Treatment-related grade 3 or worse adverse events occurred in 36% of these patients, and serious adverse events occurred in 9%.
Patients in the bendamustine arm received a median of 3.5 cycles of bendamustine and brentuximab vedotin. Fifty-five percent of patients remain on single-agent brentuximab vedotin.
The dose of bendamustine was reduced from 90 mg/m2 to 70 mg/m2 to improve tolerability after the first 10 patients were enrolled. Following enrollment of 20 patients, bendamustine combination therapy was discontinued due to excessive toxicity.
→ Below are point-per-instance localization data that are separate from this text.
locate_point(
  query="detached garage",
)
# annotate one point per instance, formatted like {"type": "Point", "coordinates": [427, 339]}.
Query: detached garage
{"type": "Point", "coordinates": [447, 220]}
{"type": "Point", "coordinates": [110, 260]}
The ORR among the 16 patients evaluable for efficacy who were treated with the bendamustine combination also reached 100%, with a complete response rate of 81%. However, the median follow-up of 4.6 months was too short to provide a reliable estimate of PFS, Yasenchak said.
“Bendamustine was far too toxic for this patient population,” Yasenchak said. “Unfortunately, there were many more adverse events, and even with dose reduction, we ended up having to remove bendamustine from the combination therapy and continue to treat with single-agent brentuximab vedotin. We’ll see how durable the response is with the median 3.5 cycles of bendamustine study subjects received.”
Sixty-five percent of patients experienced treatment-related grade 3 or worse adverse events, and 60% experienced serious adverse events.
Overall, 29 patients from the dacarbazine and bendamustine cohorts discontinued therapy due adverse events, progressive disease after complete or partial remission, or other reasons.
“We’re committed to finding additional active combinations that show a favorable toxicity profile and durable response,” Yasenchak said. “With the activity that we’re seeing with checkpoint inhibitors in classical Hodgkin’s lymphoma, a PD-1/PD-L1 inhibitor is going to be high on the list of possibilities.” – by Anthony SanFilippo
Yasenchak CA, et al. Abstract 587. Presented at: ASH Annual Meeting and Exposition; Dec. 5-8, 2015; Orlando, Fla.
Disclosure: The study included off-label use of brentuximab vedotin. Yasenchak reports research funding from Seattle Genetics. Please see the abstract for a list of all other researchers’ relevant financial disclosures.